Organisasi Kontra-Revolusi: Vaksin Penjinak Perlawanan Kaum Muda Papua

Tidak ada komentar

𝙃𝙞𝙙𝙪𝙥 𝙞𝙩𝙪 𝙩𝙞𝙙𝙖𝙠 𝙨𝙚𝙡𝙖𝙡𝙪 𝙖𝙨𝙞𝙠! 𝙆𝙖𝙙𝙖𝙣𝙜 𝙗𝙚𝙧𝙞𝙨𝙞𝙠 𝙙𝙖𝙣 𝙖𝙙𝙖 𝙮𝙖𝙣𝙜 𝙨𝙞𝙧𝙞𝙠(foto Pribadi Ebis)

Oleh 
Elisa Bisulu (Ebis)

Di tengah kobaran semangat perlawanan kaum muda Papua melawan kolonialisme dan ketidakadilan struktural, negara kolonial Indonesia tidak tinggal diam.

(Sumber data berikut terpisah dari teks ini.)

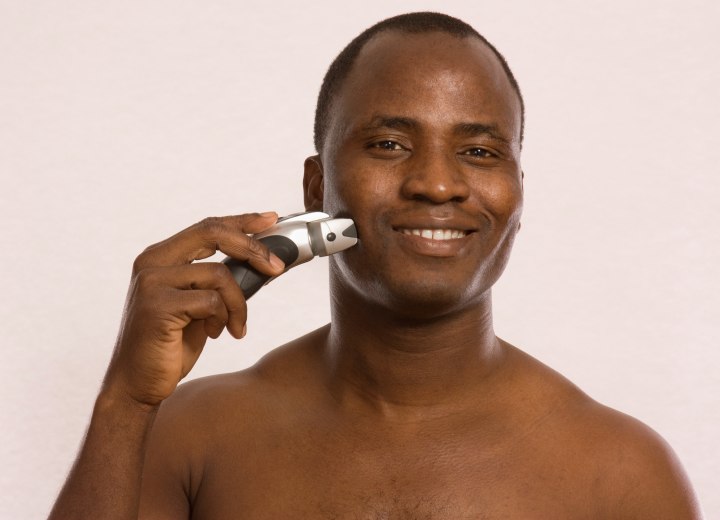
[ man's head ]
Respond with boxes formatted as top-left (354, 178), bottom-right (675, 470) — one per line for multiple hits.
top-left (304, 13), bottom-right (524, 318)
top-left (313, 12), bottom-right (524, 155)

Bukannya memenuhi tuntutan keadilan atau mengakui hak menentukan nasib sendiri, Pemerintah Kolonial justru merespons dengan strategi klasik imperium: membentuk organisasi kontra-revolusioner yang dibungkus sebagai “wadah aspirasi generasi muda”.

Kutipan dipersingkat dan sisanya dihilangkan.